Later, as the grey light began to fail, two men shuffled past his hiding place, heading away from the settlement. They kept their voices low, but the wind carried snippets to Julius.
"...another tithe," one grumbled, his voice rough with anger. "Barely enough left to feed the children, and House Vorlag demands more."
"Quiet fool," the other hissed, glancing around nervously. "Their ears are everywhere. Want to end up working the dust mines for daring to complain?"

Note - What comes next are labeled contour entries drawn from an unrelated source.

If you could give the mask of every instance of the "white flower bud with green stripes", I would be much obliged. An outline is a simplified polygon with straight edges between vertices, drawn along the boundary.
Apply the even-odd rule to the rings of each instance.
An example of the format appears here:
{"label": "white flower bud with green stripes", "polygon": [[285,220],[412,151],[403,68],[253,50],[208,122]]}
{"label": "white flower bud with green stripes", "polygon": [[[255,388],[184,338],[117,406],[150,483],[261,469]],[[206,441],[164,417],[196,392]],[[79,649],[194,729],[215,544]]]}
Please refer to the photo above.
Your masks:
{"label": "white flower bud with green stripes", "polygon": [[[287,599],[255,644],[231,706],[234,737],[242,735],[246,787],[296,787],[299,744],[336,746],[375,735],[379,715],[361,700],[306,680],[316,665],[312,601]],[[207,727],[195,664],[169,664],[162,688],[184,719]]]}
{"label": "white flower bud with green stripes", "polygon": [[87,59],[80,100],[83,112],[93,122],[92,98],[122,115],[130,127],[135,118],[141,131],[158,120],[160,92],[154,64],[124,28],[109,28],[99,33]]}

House Vorlag. The name sounded cold, harsh. A tithe. Taking from people who had almost nothing. Julius looked at the guards again, at the symbol of the fist and grain. These lands, the path towards the Sundered Peaks, were ruled by this House Vorlag. A minor power, perhaps, compared to the Divine Council, but their grip here seemed absolute, cruel.
He sank back behind the rocks as full darkness fell. He had a destination. He had a direction. But now, a new obstacle stood in his way. To reach the Sundered Peaks, he would have to cross the lands claimed by House Vorlag. He would have to pass through territory controlled by people who squeezed life from the dying land and its inhabitants. And he, an anomaly, an absence, a 'demon-marked' boy hunted by far greater powers, would have to do it unseen.
The faint pull towards the mountains felt weaker now, overshadowed by the chilling reality of the fist and grain. The first clue had led him here, but the path ahead was guarded by more than just the wind and the cold.